[Top][All Lists]
[Date Prev][Date Next][Thread Prev][Thread Next][Date Index][Thread Index]
Re: horrible utf-8 performace in wc
From: |
Eric Blake |
Subject: |
Re: horrible utf-8 performace in wc |
Date: |
Fri, 6 Jun 2008 23:27:03 +0000 (UTC) |
User-agent: |
Loom/3.14 (http://gmane.org/) |
Bruno Haible <bruno <at> clisp.org> writes:
> > http://www.daemonology.net/blog/2008-06-05-faster-utf8-strlen.html
>
> But before these techniques can be used in practice in packages such as
> coreutils, two problems would have to be solved satisfactorily:
>
> 1) "George Pollard makes the assumption that the input string is valid UTF-
8".
> This assumption cannot be upheld, as long as you use the same type
> ('char *') for UTF-8 encoded strings and normal C strings, or when
> you occasionally convert between one and the other.
Agreed.
>
> For example: Assume NAME is really a valid UTF-8 string.
> A program then does
>
> static char buf[20];
> snprintf (buf, "%s", NAME);
> utf8_strlen (buf);
>
> Boing! You already have a buffer overrun:
Disagreed. Reread Colin Percival's vectorized algorithm - he intentionally
checks for NUL before counting non-leading UTF-8 bytes. Yes, if any of the
char* is not a valid UTF-8 character, the final count will be garbage. But
snprintf guarantees a NUL, and the vectorized counter guarantees stopping at
NUL; so the garbage is bounded: no greater than the number of bytes, and no
less than the number of number of valid characters.

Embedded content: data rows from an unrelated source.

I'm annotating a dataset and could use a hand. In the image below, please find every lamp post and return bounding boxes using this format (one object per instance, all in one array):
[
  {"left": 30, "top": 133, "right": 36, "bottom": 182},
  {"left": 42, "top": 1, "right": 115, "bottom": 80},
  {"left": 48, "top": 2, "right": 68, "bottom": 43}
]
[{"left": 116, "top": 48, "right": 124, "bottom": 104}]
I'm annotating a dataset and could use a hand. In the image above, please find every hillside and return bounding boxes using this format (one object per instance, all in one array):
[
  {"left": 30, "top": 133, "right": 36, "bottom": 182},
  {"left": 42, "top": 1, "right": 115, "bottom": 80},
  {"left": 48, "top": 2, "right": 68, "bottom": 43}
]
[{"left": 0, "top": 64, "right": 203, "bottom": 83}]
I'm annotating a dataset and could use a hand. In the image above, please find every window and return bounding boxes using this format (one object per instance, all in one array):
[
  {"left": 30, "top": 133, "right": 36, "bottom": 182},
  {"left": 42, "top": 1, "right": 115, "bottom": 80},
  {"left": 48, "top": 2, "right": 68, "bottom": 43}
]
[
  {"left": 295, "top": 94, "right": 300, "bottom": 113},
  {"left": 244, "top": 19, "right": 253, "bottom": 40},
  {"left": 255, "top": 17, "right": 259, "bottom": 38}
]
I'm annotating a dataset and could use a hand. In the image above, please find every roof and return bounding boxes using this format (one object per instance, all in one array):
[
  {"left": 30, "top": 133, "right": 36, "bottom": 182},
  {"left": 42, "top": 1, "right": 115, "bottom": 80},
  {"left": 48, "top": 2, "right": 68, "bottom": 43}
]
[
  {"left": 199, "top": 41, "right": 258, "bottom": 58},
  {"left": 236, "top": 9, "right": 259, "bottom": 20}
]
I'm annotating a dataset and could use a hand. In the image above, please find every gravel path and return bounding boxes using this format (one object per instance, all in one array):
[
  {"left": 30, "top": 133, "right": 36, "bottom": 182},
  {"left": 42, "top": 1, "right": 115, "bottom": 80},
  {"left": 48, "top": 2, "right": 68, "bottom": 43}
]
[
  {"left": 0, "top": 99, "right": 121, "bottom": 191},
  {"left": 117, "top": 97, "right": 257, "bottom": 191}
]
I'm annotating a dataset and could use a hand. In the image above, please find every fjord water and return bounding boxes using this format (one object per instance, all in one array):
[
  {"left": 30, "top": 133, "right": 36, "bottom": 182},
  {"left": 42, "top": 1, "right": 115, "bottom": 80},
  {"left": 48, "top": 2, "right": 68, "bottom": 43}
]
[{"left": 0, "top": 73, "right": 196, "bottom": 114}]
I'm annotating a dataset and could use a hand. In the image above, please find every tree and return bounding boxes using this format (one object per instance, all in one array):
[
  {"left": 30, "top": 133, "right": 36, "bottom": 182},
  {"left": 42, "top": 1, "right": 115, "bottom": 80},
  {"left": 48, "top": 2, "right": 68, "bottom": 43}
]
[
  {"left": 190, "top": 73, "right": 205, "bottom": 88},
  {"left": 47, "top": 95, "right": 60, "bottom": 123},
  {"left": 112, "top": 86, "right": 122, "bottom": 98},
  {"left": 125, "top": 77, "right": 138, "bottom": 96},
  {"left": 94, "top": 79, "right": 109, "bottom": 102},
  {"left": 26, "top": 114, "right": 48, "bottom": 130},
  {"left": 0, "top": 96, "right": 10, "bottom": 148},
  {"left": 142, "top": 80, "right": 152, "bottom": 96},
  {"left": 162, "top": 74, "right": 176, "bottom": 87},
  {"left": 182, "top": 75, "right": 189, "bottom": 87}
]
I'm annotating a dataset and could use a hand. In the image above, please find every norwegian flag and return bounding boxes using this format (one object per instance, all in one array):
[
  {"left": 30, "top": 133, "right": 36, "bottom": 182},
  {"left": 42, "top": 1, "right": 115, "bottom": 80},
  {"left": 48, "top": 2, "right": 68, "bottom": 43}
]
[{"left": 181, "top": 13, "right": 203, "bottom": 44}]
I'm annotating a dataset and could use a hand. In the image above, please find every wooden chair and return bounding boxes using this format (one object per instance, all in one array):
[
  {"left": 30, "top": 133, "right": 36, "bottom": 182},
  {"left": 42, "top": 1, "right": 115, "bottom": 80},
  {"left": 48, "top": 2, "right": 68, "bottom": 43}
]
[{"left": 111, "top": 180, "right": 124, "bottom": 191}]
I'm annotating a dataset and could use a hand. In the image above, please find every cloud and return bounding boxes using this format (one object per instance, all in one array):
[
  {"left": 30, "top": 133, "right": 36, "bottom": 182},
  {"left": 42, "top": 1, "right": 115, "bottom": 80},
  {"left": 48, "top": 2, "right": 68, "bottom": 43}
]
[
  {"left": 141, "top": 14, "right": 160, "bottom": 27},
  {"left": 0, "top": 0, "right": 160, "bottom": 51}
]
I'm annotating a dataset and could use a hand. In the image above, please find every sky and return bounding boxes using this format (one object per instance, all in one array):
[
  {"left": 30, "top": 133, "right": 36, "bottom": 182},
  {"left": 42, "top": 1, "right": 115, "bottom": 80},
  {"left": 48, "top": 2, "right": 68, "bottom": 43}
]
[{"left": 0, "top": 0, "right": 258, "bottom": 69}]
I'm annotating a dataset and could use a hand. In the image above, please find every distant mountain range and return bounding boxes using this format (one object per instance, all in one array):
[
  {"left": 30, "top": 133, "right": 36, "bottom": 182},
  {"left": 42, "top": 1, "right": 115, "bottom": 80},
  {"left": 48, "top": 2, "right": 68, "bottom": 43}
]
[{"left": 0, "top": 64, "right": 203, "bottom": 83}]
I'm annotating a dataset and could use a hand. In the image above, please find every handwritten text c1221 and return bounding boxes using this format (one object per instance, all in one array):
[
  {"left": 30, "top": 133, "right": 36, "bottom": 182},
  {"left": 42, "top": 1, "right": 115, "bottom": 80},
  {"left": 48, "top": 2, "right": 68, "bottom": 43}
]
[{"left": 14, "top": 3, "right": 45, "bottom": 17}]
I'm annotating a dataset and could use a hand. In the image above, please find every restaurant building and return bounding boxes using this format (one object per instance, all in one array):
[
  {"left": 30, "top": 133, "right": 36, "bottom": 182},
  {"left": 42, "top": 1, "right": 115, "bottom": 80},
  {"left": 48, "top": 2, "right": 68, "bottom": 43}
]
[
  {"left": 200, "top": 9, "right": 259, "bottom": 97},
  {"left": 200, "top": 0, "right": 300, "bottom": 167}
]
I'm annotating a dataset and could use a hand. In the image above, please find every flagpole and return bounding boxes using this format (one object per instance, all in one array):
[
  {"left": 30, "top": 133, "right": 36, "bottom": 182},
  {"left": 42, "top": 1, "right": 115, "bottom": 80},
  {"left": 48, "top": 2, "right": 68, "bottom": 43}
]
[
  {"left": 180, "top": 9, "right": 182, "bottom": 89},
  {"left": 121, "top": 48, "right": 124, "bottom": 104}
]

> 2) We already have the problem that we want to keep good performance when
> handling strings in the "C" locale or, more generally, in a unibyte
locale.
> So we get code duplication:
> - code for unibyte locales,
> - code for multibyte locales that uses mbrtowc().
> If you want to optimize UTF-8 locales particularly, i.e. optimize away
> the function calls inherent in mbrtowc(), then we get code triplication:
> - code for unibyte locales,
> - code for UTF-8 locales,
> - code for multibyte locales other than UTF-8, that uses mbrtowc().
> So, code size increases, and the testing requirements increase as well.
Unfortunately true. But UTF-8 is such a common and special case that the
benefits may outweigh the cost of duplication, especially if we can factor it
well (you've already shown a factorization for writing one loop that can be
used for unibyte and multibyte by merely swapping which header you include when
compiling the loop).
--
Eric Blake